Open Eyes. An often forgotten essential in our short existence we call "life" is our need for at least a quintessential connection of spirituality for our own subsistence. And as this world we live in, develops into supposed "development'' and as evolution directs our way of life into a tedious search of happiness derived from money... and a person in a modern society barely has a moment for a prayer and "time'' being as impatient as it is, the youth have no seconds to just sit and contemplate the power of a higher being, that a GOD might be the one that governs our destiny and fate... and to have a flicker of an instant where one experiences a religious outlook on life... the air we breathe turns a little fresher and a load gets lifted off shoulders of stressed mentalities...

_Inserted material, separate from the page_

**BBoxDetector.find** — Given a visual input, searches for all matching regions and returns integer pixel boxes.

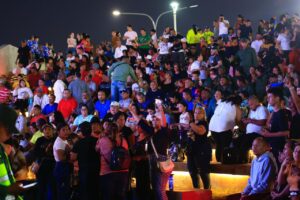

and call it a "pre-mature revelation'' or a pious unveiling of my character but I have encountered such an emotion when I visited a haven called Bodh Gaya. Situated in the most corrupts of states in India, Bihar... it is an oasis of belief and hope and maybe the only answer and truth to some. It's an uncanny placement for enlightenment, one might suggest... but as a Buddhist, imagining all the struggle and suffering that the Buddha had overcome and all the adversities he had surpassed and of course the harsh truth he reveals to us and conveys with such meaning in his simple diction is at most overwhelming.

At first sight the Maha bodhi temple standing tall among such meagre neighbours, humbled me at once... petrifying in some ways and yet it seemed to comfort me all at once. As for the papal tree where Buddha had gained salvation is surrounded with such spirituality that it seemed to bog down upon my shoulders and yet at the same time it uplifted my spirits in the most unexplainable way. The hustling and bustling noises of Indians selling odd trinkets and beggars among the streets are drowned by the Tantric chants of monks praying in union.

A pilgrimage that changed the way I thought about the youth... and I was young too, therefore it basically changed the way I thought. As words are my limits... so is word my only limits through which I cannot describe and do justice to the communion that one has to go there and experience for oneself. ''Nothing is as constant as change'' and the journey through life does not end until death. So to believe in religion and to have faith right now in this very second might be the only chance we have to truly acquire happiness.

Empathy of each others actions gives us the only wealth through which we can afford to buy some peace of mind. Tomorrow is too late and today has no patience so if superstition prevents us from losing hope... I am all for it. But if this gratuitous, literary opinion of mine is perceived as a mistake... I am only human and even the Buddha had to die.